Notice that both girls, Ellie (left) and Mia (right) are initially working on lacing. Ellie switches hands repeatedly, handing the lace from one hand to the other. Mia is holding her string in her left hand. She’s left handed. Mia’s stroke was in the left side of her brain, impacting the right side of her body. She started to show left-hand dominance when reaching for toys as an infant. Typically, handedness does not develop until much later.

Mia then gets interested in her buckle on her shoe. It’s the first day she is wearing these sandals, discovered in the switchover to warm-weather clothes. She continues to hold her animal in her right hand while she tries to manipulate the buckle with her left hand only. When Ellie shows the long string, Mia spontaneously points with her right hand and arm. And, after that, she does bring her right hand to help manipulate the buckle.

This is just a tiny vignette of one minute from one of Mia’s days but I notice stuff like this all the time. I think of it as a sort of constant state of awareness about how much Mia is spontaneously bringing her whole self into action for any given task. I try to create conditions that invite her to do this as often as possible without it being part of her conscious awareness. Fundamentally two-handed toys help. Bike riding definitely helps. And, tricky aspects of clothing and shoes like zippers, snaps, buttons, and buckles really are easier to make work if you can bring two hands to the task.

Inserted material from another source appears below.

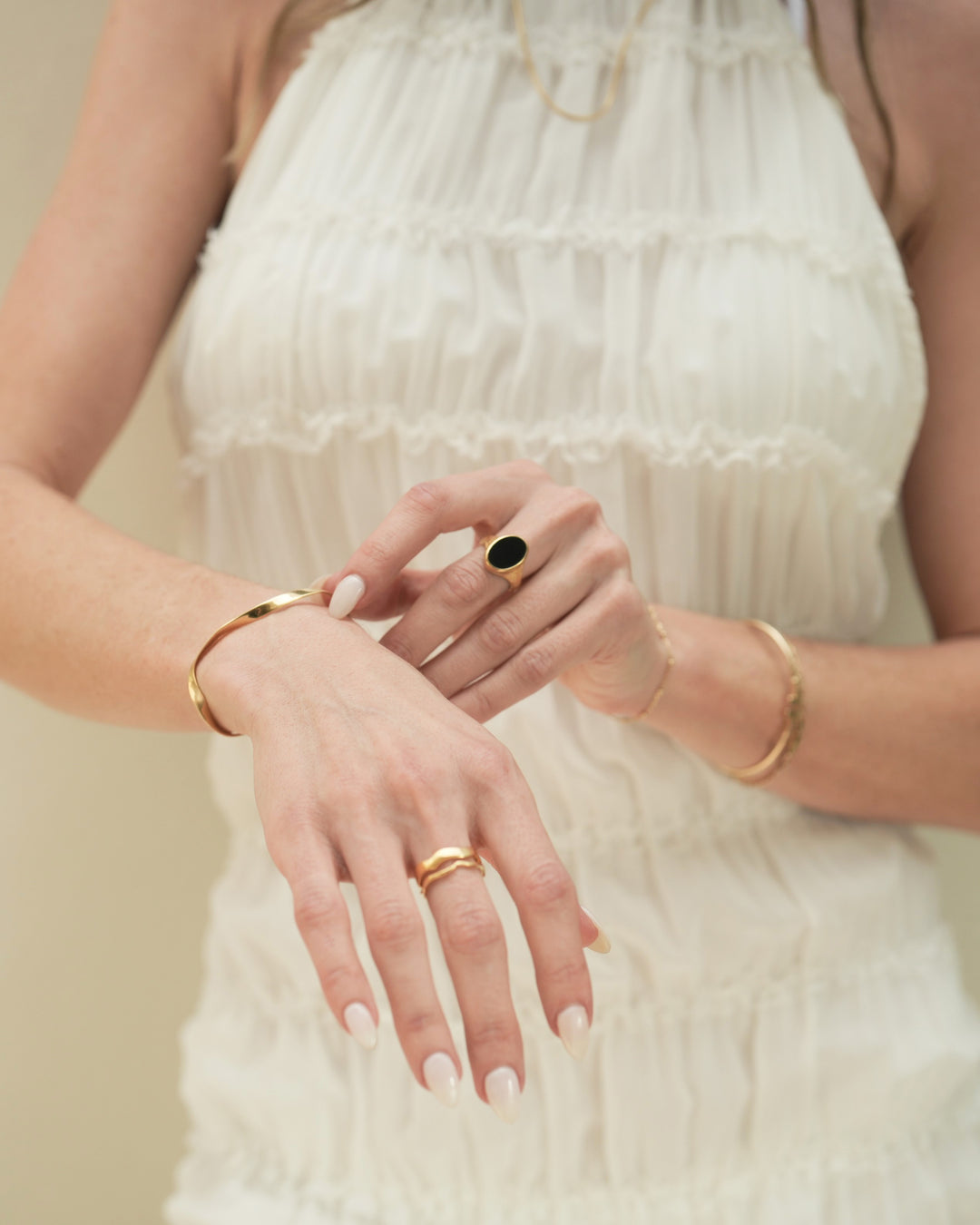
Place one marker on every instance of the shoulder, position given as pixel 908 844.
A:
pixel 925 59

We went to the playground this evening and Mia proudly showed me her new skills on the monkey bars. She can reach one hand to the first bar and the other hand the second bar. With some help she can reach repeatedly. She has callouses on her hands from practicing at preschool. This too is a highly motivating two-handed activity that I fully expect her to master in time.

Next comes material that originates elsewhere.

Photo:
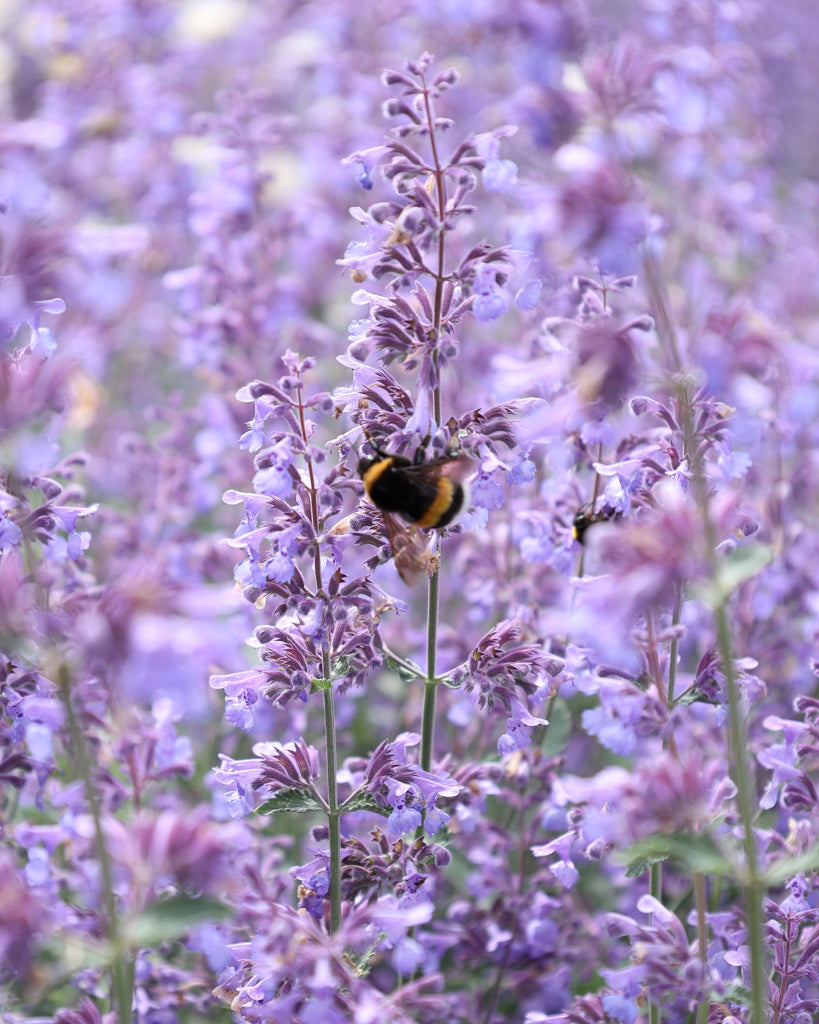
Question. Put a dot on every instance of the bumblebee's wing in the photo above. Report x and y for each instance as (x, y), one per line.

May is pediatric stroke awareness month and I am sharing tidbits learned while parenting Mia, who had a stroke around the time of her birth, almost 4 years ago.

Three Years of Walking to School

In the fall of 2009, when Mia was 3 months old, both girls started together at the same preschool/daycare. It’s a mile from our house and I committed to walk them there as many days as weather and schedules allowed. We walked 253 times over those three years. This slideshow captures a sampling of our walks.

If you view it while thinking about Mia’s development, there’s a lot to see. She learns to reach, point and eat with righty, she wears her constraint splint (first hot pink later green on lefty), she learns to sit, walk, ride a balance bike. You can also see the developing relationship between the girls. And, I treated this as hardiness training so we walked in all seasons, with appropriate gear, and as a result my girls are quite comfortable and capable to be outside all year long. Mia’s determination is a huge asset as she has worked hard to gain skills and functioning. Zoe is a fantastic motivator to Mia as she wants to keep up and do everything that she sees Zoe doing.

May is pediatric stroke awareness month and I am sharing tidbits learned while parenting Mia, who had a stroke around the time of her birth, almost 4 years ago.

Feldenkrais Lesson – “I’m running!”

Mia had a Feldenkrais lesson with Matty Wilkinson this morning. Note how happy and playful the lesson is. Play promotes learning.

The Feldenkrais method has been the most effective of all approaches we’ve used to support Mia’s development. Mia has had lessons with several practitioners since she was an infant.

May is pediatric stroke awareness month. Mia had a stroke around the time of her birth. I’m attempting to post daily throughout the month to share tidbits I’ve learned from parenting a stroke survivor.